Architecture

Overview

Synchro is a standalone, offline-first sync library for Go + PostgreSQL. It provides bidirectional data synchronization between mobile/desktop clients and a PostgreSQL server using WAL-based change detection, a bucketed changelog, and checkpoint-based cursors.

graph LR
    subgraph Client
        A[Local DB
SQLite] --- B[Changelog]
    end
    subgraph Server
        C[App Tables
RLS-enforced]
        D[sync_changelog
bucketed, monotonic]
        E[sync_clients
per-device state]
        F[WAL Consumer
pglogrepl]
    end
    A <-->|push/pull
HTTP/JSON| C
    C --> F
    F --> D

High-Level Architecture

WAL —> Changelog —> Bucketed Pull

WAL capture — A wal.Consumer connects to a PostgreSQL logical replication slot (pgoutput protocol).
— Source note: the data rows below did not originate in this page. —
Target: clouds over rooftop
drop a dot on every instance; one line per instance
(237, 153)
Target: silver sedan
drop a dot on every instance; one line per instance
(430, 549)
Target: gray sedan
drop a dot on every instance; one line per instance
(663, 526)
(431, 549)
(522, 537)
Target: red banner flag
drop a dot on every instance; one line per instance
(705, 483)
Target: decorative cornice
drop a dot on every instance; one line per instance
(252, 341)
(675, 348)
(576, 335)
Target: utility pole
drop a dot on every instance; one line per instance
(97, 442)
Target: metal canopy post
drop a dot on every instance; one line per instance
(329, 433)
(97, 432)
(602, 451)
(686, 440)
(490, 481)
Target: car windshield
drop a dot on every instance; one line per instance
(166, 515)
It receives INSERT/UPDATE/DELETE events for registered tables.
Bucket assignment — Each WAL event passes through a BucketAssigner (typically the OwnershipResolver) to determine which buckets the record belongs to (e.g., user:abc-123, global).
Changelog write — One sync_changelog row per bucket is written with a monotonic BIGSERIAL sequence number.
Pull — Clients pull changes by querying sync_changelog WHERE bucket_id = ANY(subs) AND seq > checkpoint, hydrating records from app tables, then advancing the checkpoint.

This gives O(log n) pull queries (indexed by bucket_id, seq) and complete decoupling between write and read paths.

Component Responsibilities

Engine (`engine.go`)

Top-level orchestrator. Holds all dependencies and exposes RegisterClient(), Push(), Pull(), Snapshot(), TableMetadata(), Schema(), RunCompaction(), StartCompaction(), and manifest inspection helpers (CurrentSchemaManifest(), SchemaManifestHistory()). Wires together the push/pull processors, conflict resolver, ownership resolver, compactor, schema store, and hooks.

Registry (`registry.go`)

Holds TableConfig entries that define sync behavior per table: PushPolicy, ownership column, parent relationships, protected columns, sync column projections, dependencies, and bucket configuration.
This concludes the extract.